Calculate limit in use of integrals: $$ \lim_{n \rightarrow \infty} \sum_{k=1}^{n} \frac{k+n}{3k^2+n^2+1} $$
Solution:
$$\sum_{k=1}^{n} \frac{k+n}{3k^2+n^2+1} = \frac{1}{n} \sum_{k=1}^{n} \frac{\frac{k}{n}+1}{3(k/n)^2+1 + n^{-2}} = \\ \frac{1}{n}\cdot \sum_{k=1}^{n} \frac{\frac{k}{n}+1}{3(k/n)^2+1 +n^{-2}} $$
I want use there approximation by Riemann integrals.

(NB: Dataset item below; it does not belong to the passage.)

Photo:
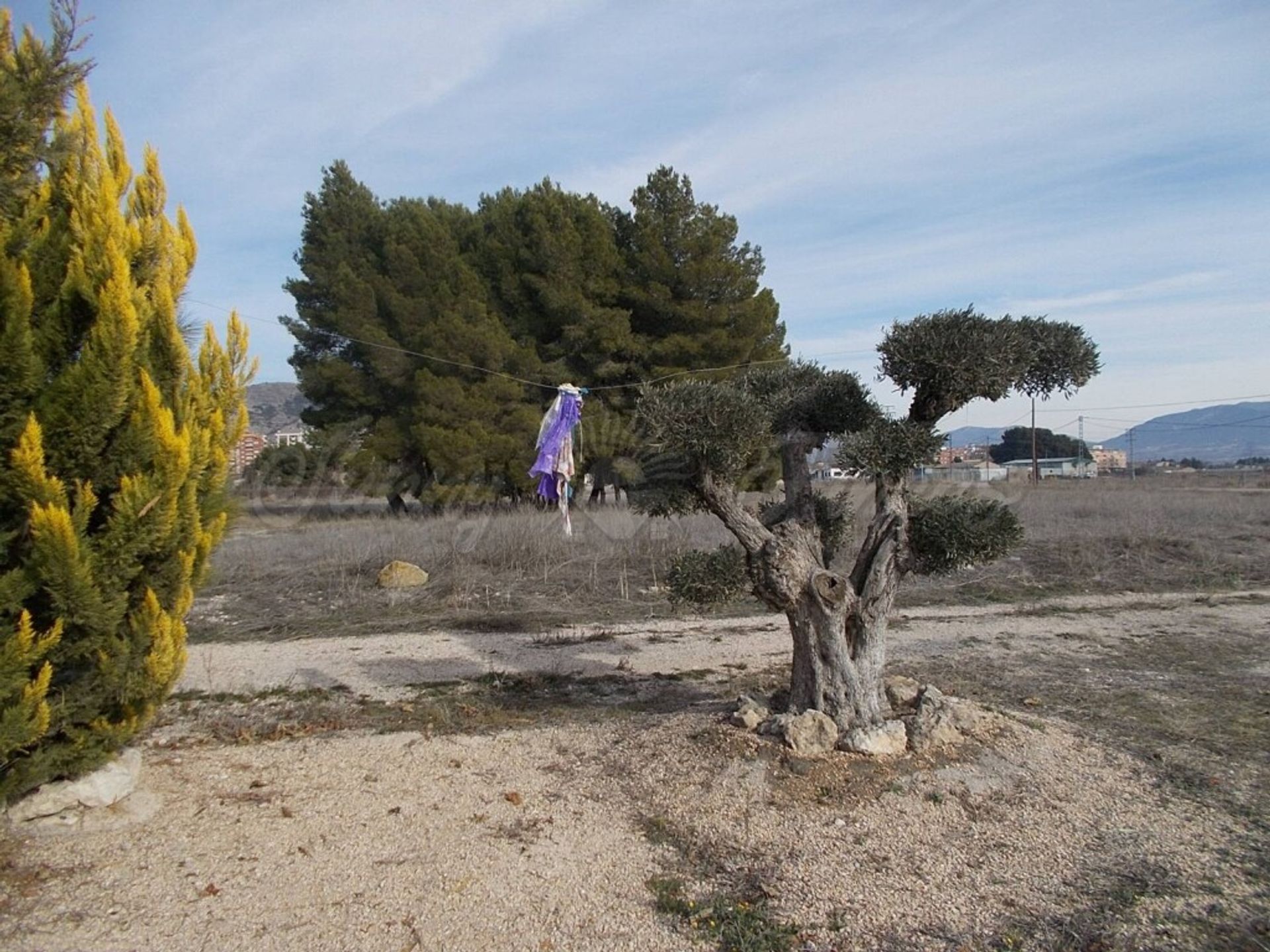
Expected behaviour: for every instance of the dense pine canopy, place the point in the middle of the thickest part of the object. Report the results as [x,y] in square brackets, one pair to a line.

But I don't know how to deal with $n^{-2}$
For any $\varepsilon>0$ and all $n>1/\sqrt\varepsilon$, we have $$ \frac{k+n}{3k^2+n^2}\geq \frac{k+n}{3k^2+n^2+1}\geq \frac{k+n}{3k^2+(1+\varepsilon)n^2}. $$ So we have $$ \int_0^1\frac{x+1}{3x^2+1}\,\mathrm{d}x\geq\lim_{n\to\infty}\frac{k+n}{3k^2+n^2+1}\geq\int_0^1\frac{x+1}{3x^2+(1+\varepsilon)}\,\mathrm{d}x $$ and now take $\varepsilon\to 0$.